Manhattan District Attorney Cyrus R. Vance, Jr., today announced the return of two antique statues to the Republic of India during a repatriation ceremony attended by the Consul General of India in New York Sandeep Chakravorty and Homeland Security Investigations (“HSI”) Special Agent-in-Charge Angel M. Melendez.
“The pillaging of world heritage for profit is a tragedy,” said District Attorney Vance. “Moreover, trading in stolen artifacts is a crime, and my Office’s Antiquities Trafficking Unit is committed to recovering these precious items and returning them to their countries of origin for the benefit of all those who seek to study, view, and appreciate these treasured relics.”
Consul General of India in New York Sandeep Chakravorty said: “We deeply appreciate the sincere efforts and collaboration received from the office of the Manhattan District Attorney, from the Birmingham Museum of Art, the Ackland Art Museum, as well as from the team at Homeland Security Investigations, who have worked assiduously for the return of these antiquities. We will continue to work closely with these agencies and with other U.S. authorities to work towards the restitution of antiques that belong in India.”
Angel M. Melendez, Special Agent-in-Charge of HSI New York, said: “The preservation of one’s culture is a commitment made by whole communities, and has existed since the beginning of time. And the arts and antiquities teams with HSI not only understand that commitment, but live it through their work when building investigations; working in partnership with the Manhattan DA’s office to return these artifacts to their rightful nations. Each of these items have a cultural significance in India and we are proud to be a part of their repatriation to their home country.
In August, the Manhattan District Attorney’s Office’s Antiquities Trafficking Unit seized two statues pursuant to a search warrant and an ongoing joint investigation with partners in international law enforcement into the illicit trade of stolen antiquities.

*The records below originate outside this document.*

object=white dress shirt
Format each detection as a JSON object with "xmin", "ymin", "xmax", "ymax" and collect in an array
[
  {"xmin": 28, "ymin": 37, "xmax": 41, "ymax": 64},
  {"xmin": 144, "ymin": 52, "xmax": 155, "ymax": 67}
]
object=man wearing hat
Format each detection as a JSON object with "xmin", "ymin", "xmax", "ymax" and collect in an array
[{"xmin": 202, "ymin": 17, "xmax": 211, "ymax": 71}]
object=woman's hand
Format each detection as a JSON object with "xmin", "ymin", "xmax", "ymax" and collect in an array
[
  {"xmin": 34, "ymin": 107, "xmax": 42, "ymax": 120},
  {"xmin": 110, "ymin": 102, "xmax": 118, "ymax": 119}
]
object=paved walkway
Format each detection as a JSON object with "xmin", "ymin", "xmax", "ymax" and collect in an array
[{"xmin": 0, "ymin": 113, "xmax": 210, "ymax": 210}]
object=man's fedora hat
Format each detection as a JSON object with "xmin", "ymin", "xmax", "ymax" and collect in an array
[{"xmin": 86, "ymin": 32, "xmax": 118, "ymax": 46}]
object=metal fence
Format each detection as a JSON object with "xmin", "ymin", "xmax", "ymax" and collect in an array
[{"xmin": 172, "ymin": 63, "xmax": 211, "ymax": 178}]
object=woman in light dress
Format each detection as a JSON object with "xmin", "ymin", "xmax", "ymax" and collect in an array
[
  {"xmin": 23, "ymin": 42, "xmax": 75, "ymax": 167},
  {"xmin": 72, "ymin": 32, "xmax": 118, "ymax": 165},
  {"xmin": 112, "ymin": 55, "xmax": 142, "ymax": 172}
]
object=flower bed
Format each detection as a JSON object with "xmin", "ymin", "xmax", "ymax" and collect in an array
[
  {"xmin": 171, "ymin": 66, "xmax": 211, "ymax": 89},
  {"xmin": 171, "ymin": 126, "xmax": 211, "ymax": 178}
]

The first statue, a granite sculpture depicting an iconic representation of the Hindu god Shiva (“Lingodbhava”), dates back to the Chola dynasty and 12th century. It was stolen from Tamil Nadu in the early 2000s and has a current approximate value of $225,000. The second phyllite sculpture depicts the bodhisattva of wisdom (“Majusri”) holding a sword and painted in gold leaf. Dating back to the Pala Period, circa the 12th century, the statue was stolen from a temple in Bihar in the late 1980s and has a current approximate value of $275,000.
Both of the items were forfeited once the owners were presented with evidence that the artifacts were previously stolen from India and seized pursuant to judicially authorized warrants.
Antiquities Trafficking Unit
In December 2017, the Manhattan District Attorney’s Office announced the formation of the Antiquities Trafficking Unit, a special unit dedicated to investigating the illegal trade of stolen antiquities. To date, the Manhattan District Attorney’s Office has recovered several thousand stolen antiquities collectively valued at more than $150 million, many of which have been returned to their rightful owners and repatriated to their countries of origin. These items include three marble Lebanese statues; a Roman mosaic excavated from the Ships of Nemi; an Etruscan relic stolen from the site of a historic necropolis known as the “City of the Dead”; a marble sarcophagus fragment; a Buddhist sculpture stolen from an archaeological dig site; and a set of ancient Greek coins, among others.
Assistant District Attorney Matthew Bogdanos, Chief of the Antiquities Trafficking Unit and Senior Trial Counsel, Assistant District Attorney Christopher Hirsch, and Assistant District Attorney Jena Tiernan handled the recovery of the artifacts, with the assistance of Antiquities Trafficking Analysts Mackenzie Priest and Kathleen Walsh.
District Attorney Vance thanked the Consulate General of India in New York and HSI for their assistance with the matter.